Police have raided the offices of a Tamil organization in Montreal as part of an investigation into terrorist financing, the RCMP said yesterday.

A counter-terrorism team made up of RCMP, Montreal police and Surete du Quebec officers searched the office of the World Tamil Movement at 4160 Van Horne Ave. in the Cote des Neiges district.

The search warrant said police are investigating four alleged criminal offences, all related to financing and facilitating terrorist activity.

"There were no arrests and it was mainly documents and information that were seized from the location," said Cpl. Sylvain L'Heureux, a RCMP spokesperson.

The raid occurred on the night of April 12 - just two days after Public Safety Minister Stockwell Day announced the Tamil Tigers had been placed on Canada's list of banned terrorist organizations.

The listing means it is now illegal to knowingly assist the Tamil Tigers, a violent Sri Lankan separatist group also known as the Liberation Tigers of Tamil Eelam or LTTE.

But the timing of the police raid wasn't related to Day's announcement, L'Heureux said.

"It's just an investigation that's ongoing."

A man who answered the telephone at the World Tamil Movement office yesterday confirmed the police raid but said he didn't know the details.

The WTM said it supports the Tamil Tigers' quest for an independent Tamil homeland, but it denies any involvement in financing the armed group.

But police and intelligence reports have referred to the WTM as a "front organization," and immigration authorities are deporting the former co-ordinator of the group, Manickavasagam Suresh, alleging he was sending money to the Tigers.

The WTM, which has offices in Montreal, Toronto and Vancouver, was also one of four "fronts" named in a secret Privy Council Office memo sent to then-prime minister Jean Chretien in 2000.

"In a limited number of cases, fundraising in support of violent foreign struggles takes place in Canada through the cover of ethnic, religious or community-based associations and groups, lobbying and even criminal activity," the report said.

"Front groups operating in Canada include the Jerusalem Fund for Human Services (Hamas Front), the World Tamil Movement (Tamil Tigers Front), the Canadian Kurdish Information Network (Kurdistan Workers Party Front), and the Babbar Khalsa (a Sikh extremist front)."

Few details of the police investigation were available.

The warrant said the alleged crimes occurred between February 2003 and April 2006.

The sections of the Criminal Code that police allege were violated involve collecting property for terrorism, contributing to acts of terrorism and knowingly facilitating terrorism.

The Tamil Tigers have been collecting money in Canada since the 1980s, primarily through front organizations, according to intelligence reports.
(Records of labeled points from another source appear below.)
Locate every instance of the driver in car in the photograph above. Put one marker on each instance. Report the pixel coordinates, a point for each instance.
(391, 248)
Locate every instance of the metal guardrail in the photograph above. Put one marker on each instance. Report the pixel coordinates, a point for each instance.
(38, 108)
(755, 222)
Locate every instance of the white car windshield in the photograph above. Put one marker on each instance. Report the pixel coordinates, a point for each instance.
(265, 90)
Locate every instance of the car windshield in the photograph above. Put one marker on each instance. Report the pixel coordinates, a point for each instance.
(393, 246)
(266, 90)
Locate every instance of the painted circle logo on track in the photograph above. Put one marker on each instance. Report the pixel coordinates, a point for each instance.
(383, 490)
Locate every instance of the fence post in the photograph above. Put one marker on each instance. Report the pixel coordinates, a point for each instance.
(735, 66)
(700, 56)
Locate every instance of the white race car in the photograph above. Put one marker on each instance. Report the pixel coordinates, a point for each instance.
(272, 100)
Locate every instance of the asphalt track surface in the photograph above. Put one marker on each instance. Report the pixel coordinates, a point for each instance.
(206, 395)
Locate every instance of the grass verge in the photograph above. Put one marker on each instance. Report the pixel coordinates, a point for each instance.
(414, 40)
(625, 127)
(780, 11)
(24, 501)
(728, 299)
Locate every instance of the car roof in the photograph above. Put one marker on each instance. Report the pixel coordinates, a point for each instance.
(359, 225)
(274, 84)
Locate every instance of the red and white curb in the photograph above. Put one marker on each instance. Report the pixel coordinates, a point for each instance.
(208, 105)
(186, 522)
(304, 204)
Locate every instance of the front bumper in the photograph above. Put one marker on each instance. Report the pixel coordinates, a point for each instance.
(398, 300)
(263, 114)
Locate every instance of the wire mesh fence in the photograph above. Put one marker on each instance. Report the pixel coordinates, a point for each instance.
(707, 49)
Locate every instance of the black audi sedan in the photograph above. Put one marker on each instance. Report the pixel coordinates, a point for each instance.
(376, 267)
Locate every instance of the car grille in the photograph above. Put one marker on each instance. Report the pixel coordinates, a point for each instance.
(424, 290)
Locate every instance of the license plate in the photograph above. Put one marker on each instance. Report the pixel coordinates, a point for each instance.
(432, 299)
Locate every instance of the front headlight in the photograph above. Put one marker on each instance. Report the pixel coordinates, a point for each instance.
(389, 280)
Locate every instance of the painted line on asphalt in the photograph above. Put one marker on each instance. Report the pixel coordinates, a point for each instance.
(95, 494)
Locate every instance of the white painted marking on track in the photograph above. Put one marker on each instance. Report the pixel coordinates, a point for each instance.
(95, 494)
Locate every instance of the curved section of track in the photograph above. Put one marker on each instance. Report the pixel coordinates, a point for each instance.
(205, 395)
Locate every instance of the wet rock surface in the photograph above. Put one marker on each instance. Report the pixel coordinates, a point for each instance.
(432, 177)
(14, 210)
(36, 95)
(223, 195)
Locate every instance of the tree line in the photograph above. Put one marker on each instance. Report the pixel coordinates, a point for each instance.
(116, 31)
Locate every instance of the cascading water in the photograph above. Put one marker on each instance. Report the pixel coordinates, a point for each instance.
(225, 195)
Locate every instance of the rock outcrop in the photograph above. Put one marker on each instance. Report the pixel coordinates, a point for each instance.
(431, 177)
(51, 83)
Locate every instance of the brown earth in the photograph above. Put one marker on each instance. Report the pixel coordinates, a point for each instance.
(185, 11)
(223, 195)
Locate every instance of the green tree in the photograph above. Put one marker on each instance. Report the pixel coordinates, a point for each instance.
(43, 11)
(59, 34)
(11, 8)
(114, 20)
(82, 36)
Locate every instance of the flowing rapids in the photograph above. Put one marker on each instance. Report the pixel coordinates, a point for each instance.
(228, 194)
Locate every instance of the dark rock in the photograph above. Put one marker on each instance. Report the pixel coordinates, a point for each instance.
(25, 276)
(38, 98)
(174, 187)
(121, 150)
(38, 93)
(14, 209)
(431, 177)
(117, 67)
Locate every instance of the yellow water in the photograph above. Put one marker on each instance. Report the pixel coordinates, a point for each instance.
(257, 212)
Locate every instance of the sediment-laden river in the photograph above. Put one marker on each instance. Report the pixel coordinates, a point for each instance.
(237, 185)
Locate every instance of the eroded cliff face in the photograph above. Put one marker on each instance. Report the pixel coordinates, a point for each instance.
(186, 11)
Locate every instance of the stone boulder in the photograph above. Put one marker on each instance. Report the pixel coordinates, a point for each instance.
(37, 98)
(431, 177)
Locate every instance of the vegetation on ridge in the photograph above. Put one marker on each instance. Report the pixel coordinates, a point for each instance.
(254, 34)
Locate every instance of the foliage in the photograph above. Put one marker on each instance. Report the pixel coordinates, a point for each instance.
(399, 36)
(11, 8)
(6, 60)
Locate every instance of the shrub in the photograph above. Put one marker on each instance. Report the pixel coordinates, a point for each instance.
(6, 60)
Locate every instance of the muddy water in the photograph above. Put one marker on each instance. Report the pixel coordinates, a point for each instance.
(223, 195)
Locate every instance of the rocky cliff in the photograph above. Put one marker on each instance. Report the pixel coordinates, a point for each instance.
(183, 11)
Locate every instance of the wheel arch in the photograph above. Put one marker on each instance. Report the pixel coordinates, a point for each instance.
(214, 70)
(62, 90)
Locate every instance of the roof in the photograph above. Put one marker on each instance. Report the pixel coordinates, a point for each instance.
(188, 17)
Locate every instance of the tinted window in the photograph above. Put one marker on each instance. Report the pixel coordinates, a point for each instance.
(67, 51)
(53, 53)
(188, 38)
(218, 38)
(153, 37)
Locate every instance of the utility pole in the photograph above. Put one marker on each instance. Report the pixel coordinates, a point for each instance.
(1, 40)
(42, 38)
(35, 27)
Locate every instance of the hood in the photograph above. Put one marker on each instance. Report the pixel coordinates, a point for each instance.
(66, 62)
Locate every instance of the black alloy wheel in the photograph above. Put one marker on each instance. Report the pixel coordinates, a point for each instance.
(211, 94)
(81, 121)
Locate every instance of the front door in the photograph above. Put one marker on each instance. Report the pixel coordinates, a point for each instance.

Human Rights Watch reported in February that supporters of the Tigers had been going door-to-door in Toronto's Tamil neighbourhoods and demanding cash to finance a "final war" for independence. Those who refused to pay were subjected to harassment, intimidation, threats and extortion, the report said, adding the aggressive fundraising drive had left some Canadian Tamils "living in fear."

Although the Tigers have carried out more than 160 suicide bombings and assassinated dozens of political opponents, the former Liberal government resisted labelling them a terrorist group under the Anti-Terrorism Act.

But last Monday, the Conservatives did what Day said was "long overdue" and added the group to Canada's official list of terrorists.

The decision was welcomed by some Sri Lankan and TamilCanadian groups, but the Canadian Tamil Congress said it was "deeply shocked and saddened."

A ceasefire between the Tamil Tigers and the Sri Lankan government has been falling apart in recent months, with a spike of killings in recent days.